The game plan was simple: five friends would take BART into the city, find a bookstore that sells the map of the trail, enjoy the gloriousness of the trail, and maybe have some lunch. Our first hurdle came at exactly the second we stepped onto the BART platform. We’d just missed a train and being a weekend, BART trains only run every twenty minutes. So our hike began with standing and chatting, which was quite pleasant.
Hurdle number two came in the form of the bookstore that sells the trail tour-book was closed. So while we could follow the trail based on the bronze markers nestled into the sidewalk, we wouldn’t really get to know when we were passing the graveyard of Gold Rush ships, or the Pony Express stations. Hurdle number three was the really passionate man yelling at the top of his lungs and who scared the bejesus out of all of us. After all this though, there weren’t any more hurdles; instead, there was awesomeness!
Here’s the thing about hiking an urban area you’re already familiar with: it allows you to opportunity to look at the streets and shops and people with new eyes. Instead of looking down at the sidewalk and hustling to a destination, we looked up. There were Nevada fans everywhere because they were in town for a football game. And right off the bat, there were two marching bands playing in Union Square! Our markers led us through the crowds of people who were getting ready to cheer on their Alma Mater to the sound of band!!!
Next, we passed a man simply singing opera in an alleyway. Clear skies highlighted the Trans-America building. Chinatown has an intricate system of alleys that look like they are from 75 years ago, right down to the laundry hung on lines over patios. Mala found a retro-restaurant that she wanted to share with her dad. 50 people meditated in a park together, silent and still, in winter clothing. Firecrackers were being set off in the streets without regard for the fact that they sounded like rapid gunfire. A Jewish Community Center was on our left and I got really excited.
The five of us stepped off the trail for lunch at Rogue Brewing Company (um, Chipotle Beer is a must) and a chance to all face each other and talk.
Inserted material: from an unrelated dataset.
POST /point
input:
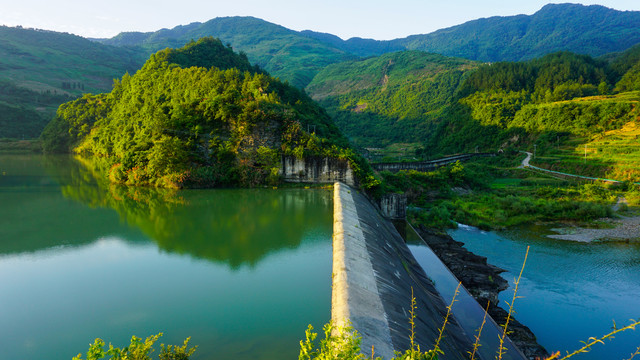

We’d been in little bunches of two and three, someone always ahead and someone always behind, so that was a nice face-to-face moment. We resumed the trail, and found ourselves at Fisherman’s Wharf, watching tourists, watching sea lions, buying taffy, and dancing to a man named John Hayward playing “Me and Julio Down by the Schoolyard.” A brief walk up the Embarcadero took us right back to BART, and away we went, back to the East Bay.
While we may not have learned the history of San Francisco, I feel like instead we created part of the history of ourselves. And got exercise, too!